RAG (Retrieval-Augmented Generation)
Grounding LLM responses by first retrieving relevant documents from a knowledge base before generating an answer.
Definition
RAG addresses the knowledge limitations of LLMs — their training data has a cutoff date, they hallucinate facts, and they can't know private data. RAG adds a retrieval step: given a user query, the system first searches a vector database for relevant document chunks, prepends them to the prompt as context, then generates a response grounded in the retrieved material.
The pipeline involves: (1) indexing — encoding documents as embeddings and storing in a vector DB (Pinecone, Weaviate, Chroma); (2) retrieval — encoding the query, finding nearest neighbours; (3) augmentation — inserting retrieved chunks into the prompt; (4) generation — LLM generates a response citing the retrieved context.

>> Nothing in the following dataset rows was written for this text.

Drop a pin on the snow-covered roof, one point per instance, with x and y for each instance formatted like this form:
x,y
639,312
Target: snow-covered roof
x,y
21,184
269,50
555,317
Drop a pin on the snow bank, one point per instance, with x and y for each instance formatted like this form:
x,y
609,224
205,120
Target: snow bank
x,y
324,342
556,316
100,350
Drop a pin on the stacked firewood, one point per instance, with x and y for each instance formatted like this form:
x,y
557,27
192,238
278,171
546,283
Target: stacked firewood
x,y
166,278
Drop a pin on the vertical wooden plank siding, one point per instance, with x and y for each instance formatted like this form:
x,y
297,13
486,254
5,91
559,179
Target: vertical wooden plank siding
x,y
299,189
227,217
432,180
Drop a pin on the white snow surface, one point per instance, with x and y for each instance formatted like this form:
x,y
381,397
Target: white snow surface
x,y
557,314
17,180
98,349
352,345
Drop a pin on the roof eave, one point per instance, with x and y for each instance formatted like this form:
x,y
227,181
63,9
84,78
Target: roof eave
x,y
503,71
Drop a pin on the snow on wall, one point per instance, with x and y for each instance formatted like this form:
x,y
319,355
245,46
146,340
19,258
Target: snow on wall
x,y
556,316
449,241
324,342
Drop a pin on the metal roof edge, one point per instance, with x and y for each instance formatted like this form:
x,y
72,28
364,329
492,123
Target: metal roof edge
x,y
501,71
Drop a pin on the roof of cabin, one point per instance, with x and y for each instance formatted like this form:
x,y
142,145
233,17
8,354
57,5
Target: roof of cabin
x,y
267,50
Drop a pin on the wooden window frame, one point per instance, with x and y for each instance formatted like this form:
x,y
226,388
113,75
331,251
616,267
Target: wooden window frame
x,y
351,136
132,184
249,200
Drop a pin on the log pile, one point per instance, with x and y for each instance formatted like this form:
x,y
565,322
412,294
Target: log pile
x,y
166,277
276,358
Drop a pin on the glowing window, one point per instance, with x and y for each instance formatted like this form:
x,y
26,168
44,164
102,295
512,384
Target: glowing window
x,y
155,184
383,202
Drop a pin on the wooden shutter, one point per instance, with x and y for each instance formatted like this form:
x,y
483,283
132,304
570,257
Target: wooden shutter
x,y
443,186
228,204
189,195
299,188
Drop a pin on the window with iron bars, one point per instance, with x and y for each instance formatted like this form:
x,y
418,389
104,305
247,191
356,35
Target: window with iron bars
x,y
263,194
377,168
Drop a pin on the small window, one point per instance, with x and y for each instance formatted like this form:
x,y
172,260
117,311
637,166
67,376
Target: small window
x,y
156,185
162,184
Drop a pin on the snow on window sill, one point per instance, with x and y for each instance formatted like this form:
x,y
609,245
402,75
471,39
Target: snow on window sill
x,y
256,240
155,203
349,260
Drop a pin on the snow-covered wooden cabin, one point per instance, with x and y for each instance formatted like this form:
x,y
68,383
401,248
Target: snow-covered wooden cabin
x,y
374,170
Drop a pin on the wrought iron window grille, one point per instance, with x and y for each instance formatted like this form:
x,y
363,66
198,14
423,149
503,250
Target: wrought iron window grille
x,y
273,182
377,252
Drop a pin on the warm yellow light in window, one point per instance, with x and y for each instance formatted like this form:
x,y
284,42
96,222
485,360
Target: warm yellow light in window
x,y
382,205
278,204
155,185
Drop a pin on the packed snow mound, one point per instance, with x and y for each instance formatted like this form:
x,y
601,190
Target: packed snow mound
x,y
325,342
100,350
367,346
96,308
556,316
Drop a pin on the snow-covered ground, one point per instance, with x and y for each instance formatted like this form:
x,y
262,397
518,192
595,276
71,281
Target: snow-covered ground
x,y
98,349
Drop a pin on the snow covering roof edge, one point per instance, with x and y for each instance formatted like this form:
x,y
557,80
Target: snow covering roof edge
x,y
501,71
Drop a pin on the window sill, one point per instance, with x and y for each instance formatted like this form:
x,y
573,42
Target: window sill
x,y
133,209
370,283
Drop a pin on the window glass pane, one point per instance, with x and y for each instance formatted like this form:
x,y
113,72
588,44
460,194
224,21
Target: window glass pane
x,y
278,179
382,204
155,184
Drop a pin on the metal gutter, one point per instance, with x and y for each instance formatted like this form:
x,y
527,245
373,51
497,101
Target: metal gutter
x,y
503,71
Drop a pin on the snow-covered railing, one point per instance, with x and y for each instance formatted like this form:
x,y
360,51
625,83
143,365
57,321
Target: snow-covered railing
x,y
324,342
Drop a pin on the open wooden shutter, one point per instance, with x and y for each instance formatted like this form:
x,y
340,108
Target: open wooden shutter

RAG significantly reduces hallucination for factual tasks and enables LLMs to work with up-to-date or proprietary data without retraining. It is now the standard architecture for enterprise AI assistants, customer service bots, and research tools.
Examples
- Perplexity AI (search + generate)
- GitHub Copilot (code context)
- Enterprise chatbots on internal docs
Related Terms
Large Language Model (LLM)
A transformer-based AI system trained on billions of tokens of text, capable of generating, reasoning about, and transforming language.
Vector Database
A database optimised for storing and querying high-dimensional embedding vectors via approximate nearest-neighbour search.
Embedding
A dense numerical vector representation of data (text, images, audio) capturing semantic meaning.
Hallucination
When an AI model generates plausible-sounding but factually incorrect or fabricated information.
Prompt Engineering
The practice of crafting effective text inputs to guide LLMs toward desired outputs.